Ph.D. project conducted by Rasmus Gahrn-Andersen (Supervisor: Sune Vork Steffensen)

This project is on social organizing. Being strictly theoretical, the project is based on a phenomenological approach (including Husserl, Heidegger and Merleau-Ponty) with a focus on securing a high level of epistemological consistency. In addition, it also incorporates contributions from externalist approaches in modern cognitive science. The outset of the project is a critical attitude towards organizational theories. Theorists from this particular area of research traditionally tend to neglect vital cognitive and social aspects by using the social container metaphor (such as ‘the organization’) to describe the phenomenon of social organizing.

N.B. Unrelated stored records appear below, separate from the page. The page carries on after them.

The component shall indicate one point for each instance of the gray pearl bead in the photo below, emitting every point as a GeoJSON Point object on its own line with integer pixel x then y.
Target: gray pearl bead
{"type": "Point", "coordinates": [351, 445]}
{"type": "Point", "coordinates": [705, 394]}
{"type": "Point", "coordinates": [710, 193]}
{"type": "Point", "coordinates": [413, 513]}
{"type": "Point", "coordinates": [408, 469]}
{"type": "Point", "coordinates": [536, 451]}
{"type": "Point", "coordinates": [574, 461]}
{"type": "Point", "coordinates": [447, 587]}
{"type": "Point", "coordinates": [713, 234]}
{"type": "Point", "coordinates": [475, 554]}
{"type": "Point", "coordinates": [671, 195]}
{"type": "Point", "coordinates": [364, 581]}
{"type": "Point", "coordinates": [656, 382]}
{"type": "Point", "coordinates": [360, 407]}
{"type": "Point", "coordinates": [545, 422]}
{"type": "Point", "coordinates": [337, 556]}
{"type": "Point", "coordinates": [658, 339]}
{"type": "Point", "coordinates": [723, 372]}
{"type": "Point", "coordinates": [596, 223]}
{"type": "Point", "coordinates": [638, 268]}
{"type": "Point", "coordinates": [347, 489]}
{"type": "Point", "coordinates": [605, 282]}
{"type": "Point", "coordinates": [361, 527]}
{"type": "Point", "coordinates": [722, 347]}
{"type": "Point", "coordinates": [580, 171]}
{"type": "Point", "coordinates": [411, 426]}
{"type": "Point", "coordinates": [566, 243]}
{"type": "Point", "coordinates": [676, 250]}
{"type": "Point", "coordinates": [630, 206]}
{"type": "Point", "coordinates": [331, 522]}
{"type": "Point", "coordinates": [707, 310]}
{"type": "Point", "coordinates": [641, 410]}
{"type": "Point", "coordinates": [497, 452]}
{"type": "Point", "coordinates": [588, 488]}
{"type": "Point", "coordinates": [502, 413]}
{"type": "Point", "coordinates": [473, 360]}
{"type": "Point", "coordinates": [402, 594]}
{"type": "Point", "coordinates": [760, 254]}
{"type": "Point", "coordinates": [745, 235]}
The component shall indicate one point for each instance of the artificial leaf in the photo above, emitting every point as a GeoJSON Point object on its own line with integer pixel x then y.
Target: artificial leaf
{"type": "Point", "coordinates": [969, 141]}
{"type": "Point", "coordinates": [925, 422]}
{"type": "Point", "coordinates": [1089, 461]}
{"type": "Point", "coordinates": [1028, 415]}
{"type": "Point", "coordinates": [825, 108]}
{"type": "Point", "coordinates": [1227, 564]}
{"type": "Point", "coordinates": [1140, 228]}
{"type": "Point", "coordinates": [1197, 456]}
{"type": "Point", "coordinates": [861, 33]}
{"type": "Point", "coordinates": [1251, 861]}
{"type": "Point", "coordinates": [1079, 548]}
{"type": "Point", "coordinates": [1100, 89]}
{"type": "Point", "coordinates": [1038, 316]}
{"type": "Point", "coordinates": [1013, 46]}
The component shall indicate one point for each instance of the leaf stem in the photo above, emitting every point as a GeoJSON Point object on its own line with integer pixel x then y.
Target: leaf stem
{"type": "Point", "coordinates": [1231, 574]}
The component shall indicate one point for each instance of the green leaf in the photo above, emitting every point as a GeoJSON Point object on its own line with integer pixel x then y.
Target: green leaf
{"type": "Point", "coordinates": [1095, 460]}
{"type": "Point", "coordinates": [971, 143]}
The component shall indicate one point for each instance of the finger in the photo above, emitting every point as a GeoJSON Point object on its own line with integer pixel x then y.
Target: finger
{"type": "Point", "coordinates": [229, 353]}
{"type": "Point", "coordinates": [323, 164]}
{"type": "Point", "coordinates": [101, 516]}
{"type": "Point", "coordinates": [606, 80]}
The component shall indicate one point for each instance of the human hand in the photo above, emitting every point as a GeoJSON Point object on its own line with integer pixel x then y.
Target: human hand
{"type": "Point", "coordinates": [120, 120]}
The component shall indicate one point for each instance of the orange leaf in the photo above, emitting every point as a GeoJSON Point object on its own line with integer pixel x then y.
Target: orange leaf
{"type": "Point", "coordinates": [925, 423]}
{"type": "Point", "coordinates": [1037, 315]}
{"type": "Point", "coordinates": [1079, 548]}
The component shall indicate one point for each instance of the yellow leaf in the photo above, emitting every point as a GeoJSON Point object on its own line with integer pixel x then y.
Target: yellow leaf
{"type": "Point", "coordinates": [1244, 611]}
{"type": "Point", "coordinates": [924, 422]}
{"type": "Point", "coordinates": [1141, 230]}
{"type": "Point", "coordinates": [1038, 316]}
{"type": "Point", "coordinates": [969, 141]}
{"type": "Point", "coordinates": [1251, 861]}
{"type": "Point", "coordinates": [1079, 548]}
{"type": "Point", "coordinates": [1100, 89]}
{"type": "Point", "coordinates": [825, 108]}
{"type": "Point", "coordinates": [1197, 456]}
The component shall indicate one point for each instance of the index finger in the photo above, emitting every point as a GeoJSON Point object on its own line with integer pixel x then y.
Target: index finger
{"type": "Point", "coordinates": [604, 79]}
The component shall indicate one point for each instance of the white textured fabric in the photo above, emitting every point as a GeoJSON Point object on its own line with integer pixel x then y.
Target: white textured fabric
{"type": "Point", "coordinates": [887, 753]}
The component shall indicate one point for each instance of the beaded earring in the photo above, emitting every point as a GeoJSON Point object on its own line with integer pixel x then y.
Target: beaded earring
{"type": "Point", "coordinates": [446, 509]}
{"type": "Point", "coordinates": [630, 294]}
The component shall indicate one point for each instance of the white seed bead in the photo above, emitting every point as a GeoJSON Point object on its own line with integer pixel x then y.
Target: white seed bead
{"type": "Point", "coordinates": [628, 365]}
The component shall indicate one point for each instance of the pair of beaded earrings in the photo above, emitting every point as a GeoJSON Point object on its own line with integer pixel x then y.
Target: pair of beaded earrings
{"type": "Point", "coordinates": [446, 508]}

By doing so, this phenomenon becomes reified as something which actors are able to step into and out of without fundamentally changing the internal coherence of the phenomenon itself. This project aims at formulating an epistemological position which applies the phenomenological first person perspective and yet is capable of explaining how social phenomena emerge and evolve without falling into the abovementioned pitfall. In order to formulate an epistemological stance on the strongest grounds possible, the project centers on developing a transcendental approach towards explaining social organizing, building on the theories of Husserl, Heidegger, Merleau-Ponty and Bergson.

 

Interactivity and human errors in emergency medicine: distributed language and cognition in medical teams. Ph.D. project conducted by Sarah Bro Pedersen (Supervisor: Sune Vork Steffensen)

The project focuses on human factors in medical teams in emergency medicine. In particular how practitioners make sense and how they – through interactivity (cognitive and language processes) – are able to link bodies, expressive features of the environment and meaning. It is a research of ‘what happens’ in real-life treatment situations and focuses on how sociocultural norms are lived through bodies on the floor. For instance, by showing how medical culture models real time interactivity and how it is shaped by the exact same dynamics, to explain how cognition is more - and something else - than purely situated. A methodological concern, thus, falls on how interactivity connects the rapid processes of real-time coaction with situation transcendent processes of social knowledge, norms and meaning – in a way that forms results.